The only problem with these cool links is that they keep adding new places to my list of places I must visit before I croak. Sadly, the the length of the list of places I need to visit keeps growing, while the number of years before I get out of the proverbial canoe continues to diminish. Oh well,
c'est la vie (or, for the glass-half-empty types out there,
c'est la mort).
Pulling a quote from the linked page:
The second tallest tree is of all things an oak! The
incomparable cherrybark
oak (Quercus pagoda) is one of the fastest growing, widest and
tallest trees
in the east. Jess and Ed confirmed one to 160.2' tall, making it
the 6th
hardwood species to join the "160 Club", joining
tuliptree, sycamore, pignut
hickory, black locust, and white ash. If 160' tall wasn't
enough, we found
one that measured 154' across! Folks, these trees are immense! I
am baffled
by the sheer strength of the wood to hold a canopy so high and
so wide
through so many hurricanes.
Utterly massive. 160ft tall with a 154ft crown spread. Wow. That monster shades nearly 1/2 acre (actually it's probably more than that, depending on the time of day, angle of incidence, and ... but I'm not smart enough to do that math, just a big enough tree geek to think of it).

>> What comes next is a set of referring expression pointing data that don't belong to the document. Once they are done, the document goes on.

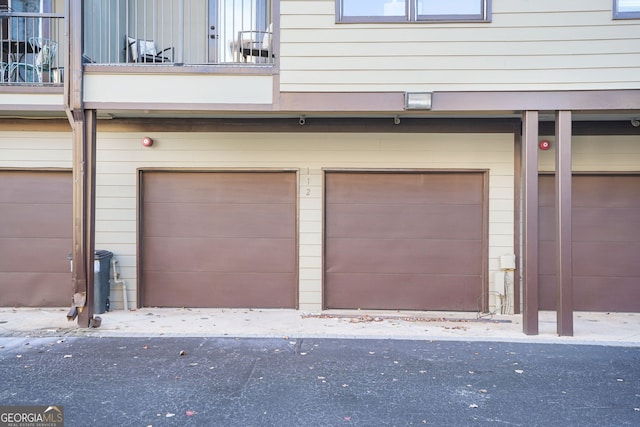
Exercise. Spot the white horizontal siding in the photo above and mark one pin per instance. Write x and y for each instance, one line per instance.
(178, 88)
(120, 155)
(529, 45)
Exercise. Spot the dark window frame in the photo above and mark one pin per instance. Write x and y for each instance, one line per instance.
(412, 16)
(624, 15)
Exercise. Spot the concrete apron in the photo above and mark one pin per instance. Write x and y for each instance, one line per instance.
(589, 328)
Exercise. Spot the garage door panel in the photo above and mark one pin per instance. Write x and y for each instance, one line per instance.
(398, 221)
(594, 295)
(35, 238)
(35, 187)
(218, 239)
(606, 259)
(605, 243)
(183, 254)
(606, 224)
(403, 256)
(617, 191)
(35, 255)
(20, 220)
(219, 187)
(220, 220)
(34, 289)
(411, 292)
(546, 258)
(403, 188)
(219, 290)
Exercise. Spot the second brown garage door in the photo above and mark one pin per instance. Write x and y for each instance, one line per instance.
(410, 241)
(606, 243)
(218, 239)
(35, 238)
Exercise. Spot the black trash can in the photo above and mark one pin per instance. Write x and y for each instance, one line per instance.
(101, 288)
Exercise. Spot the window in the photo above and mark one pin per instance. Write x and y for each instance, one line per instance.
(626, 9)
(413, 10)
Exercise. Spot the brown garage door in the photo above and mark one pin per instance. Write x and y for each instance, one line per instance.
(606, 243)
(35, 238)
(218, 239)
(405, 240)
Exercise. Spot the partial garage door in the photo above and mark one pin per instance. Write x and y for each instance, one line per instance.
(218, 239)
(606, 243)
(405, 240)
(35, 238)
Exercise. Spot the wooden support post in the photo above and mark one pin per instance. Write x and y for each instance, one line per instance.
(83, 125)
(84, 173)
(564, 269)
(530, 222)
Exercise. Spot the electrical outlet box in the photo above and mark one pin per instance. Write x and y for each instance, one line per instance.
(508, 262)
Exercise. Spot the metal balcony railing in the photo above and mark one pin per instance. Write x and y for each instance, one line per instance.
(178, 32)
(33, 48)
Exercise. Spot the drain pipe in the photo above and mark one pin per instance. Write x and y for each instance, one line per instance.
(117, 280)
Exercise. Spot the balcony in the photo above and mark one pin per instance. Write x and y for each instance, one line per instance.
(33, 48)
(179, 32)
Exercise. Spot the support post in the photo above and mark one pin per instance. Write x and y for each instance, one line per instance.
(530, 222)
(564, 267)
(84, 173)
(83, 125)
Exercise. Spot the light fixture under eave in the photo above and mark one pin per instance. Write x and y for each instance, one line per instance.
(417, 100)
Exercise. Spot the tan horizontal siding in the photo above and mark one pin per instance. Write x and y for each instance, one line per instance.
(529, 45)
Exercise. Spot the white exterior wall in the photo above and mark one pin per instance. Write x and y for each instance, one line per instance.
(529, 45)
(121, 154)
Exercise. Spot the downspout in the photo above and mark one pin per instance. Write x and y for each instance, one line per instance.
(83, 123)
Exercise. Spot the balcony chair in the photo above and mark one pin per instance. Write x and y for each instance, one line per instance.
(256, 44)
(145, 51)
(42, 67)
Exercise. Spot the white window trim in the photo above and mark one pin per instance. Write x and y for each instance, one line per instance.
(412, 16)
(624, 15)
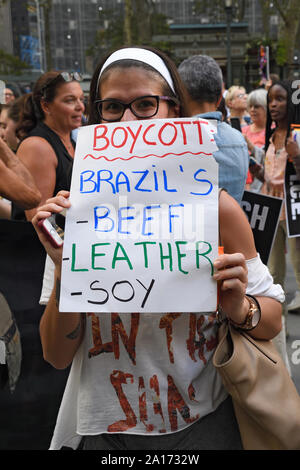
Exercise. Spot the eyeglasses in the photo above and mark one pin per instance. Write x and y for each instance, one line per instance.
(66, 76)
(112, 110)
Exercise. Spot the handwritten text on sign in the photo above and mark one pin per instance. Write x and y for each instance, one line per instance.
(142, 232)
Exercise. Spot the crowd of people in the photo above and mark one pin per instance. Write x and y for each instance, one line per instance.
(37, 146)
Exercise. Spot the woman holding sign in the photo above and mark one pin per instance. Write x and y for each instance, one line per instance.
(51, 112)
(146, 380)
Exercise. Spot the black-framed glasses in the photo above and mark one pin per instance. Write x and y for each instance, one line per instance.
(66, 76)
(144, 107)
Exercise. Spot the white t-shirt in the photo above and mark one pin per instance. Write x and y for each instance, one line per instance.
(146, 374)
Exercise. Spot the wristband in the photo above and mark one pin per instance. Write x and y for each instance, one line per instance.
(253, 315)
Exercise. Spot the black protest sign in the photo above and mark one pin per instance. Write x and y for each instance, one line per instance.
(263, 214)
(292, 200)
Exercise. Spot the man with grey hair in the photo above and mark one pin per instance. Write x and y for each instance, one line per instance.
(203, 79)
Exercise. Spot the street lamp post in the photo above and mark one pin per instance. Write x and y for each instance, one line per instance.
(228, 10)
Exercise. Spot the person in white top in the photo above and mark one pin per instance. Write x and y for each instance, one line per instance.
(146, 380)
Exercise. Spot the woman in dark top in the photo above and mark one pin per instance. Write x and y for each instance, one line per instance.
(52, 111)
(49, 115)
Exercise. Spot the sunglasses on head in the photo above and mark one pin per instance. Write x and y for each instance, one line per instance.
(66, 76)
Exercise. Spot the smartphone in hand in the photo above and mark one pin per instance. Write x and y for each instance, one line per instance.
(52, 230)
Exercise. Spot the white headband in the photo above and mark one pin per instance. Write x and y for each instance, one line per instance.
(142, 55)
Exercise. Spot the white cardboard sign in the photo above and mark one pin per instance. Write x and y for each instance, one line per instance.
(142, 231)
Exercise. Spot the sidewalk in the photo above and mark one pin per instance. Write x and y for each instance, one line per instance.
(293, 328)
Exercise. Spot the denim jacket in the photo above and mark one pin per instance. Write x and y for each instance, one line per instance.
(232, 156)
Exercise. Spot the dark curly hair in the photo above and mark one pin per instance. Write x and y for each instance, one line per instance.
(292, 114)
(180, 91)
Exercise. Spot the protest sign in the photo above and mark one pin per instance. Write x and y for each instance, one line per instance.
(292, 200)
(142, 231)
(263, 213)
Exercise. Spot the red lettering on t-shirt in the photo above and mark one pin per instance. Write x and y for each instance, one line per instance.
(143, 406)
(177, 403)
(118, 378)
(194, 344)
(99, 347)
(153, 382)
(117, 328)
(97, 137)
(166, 322)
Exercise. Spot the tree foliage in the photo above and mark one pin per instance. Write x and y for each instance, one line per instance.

And I know regular readers will have caught the money phrase (at least as far as I'm concerned): cherrybark oak is one of the
fastest growing trees in the east.
The widespread - and utterly erroneous - preconception of oaks as the quintessence of slow growth has kept people from planting them in the numbers that they should and must. It's a preconception we must fight.
As a guy who grew up among the relative pygmy oaks of Minnesota and who now lives among the true
pygmy oaks of the California central coast (the former due to a 12 day growing season, the latter due to coastal fog combined with sand dune soil), I would love to stand in the shade and glory of 160ft tall oaks.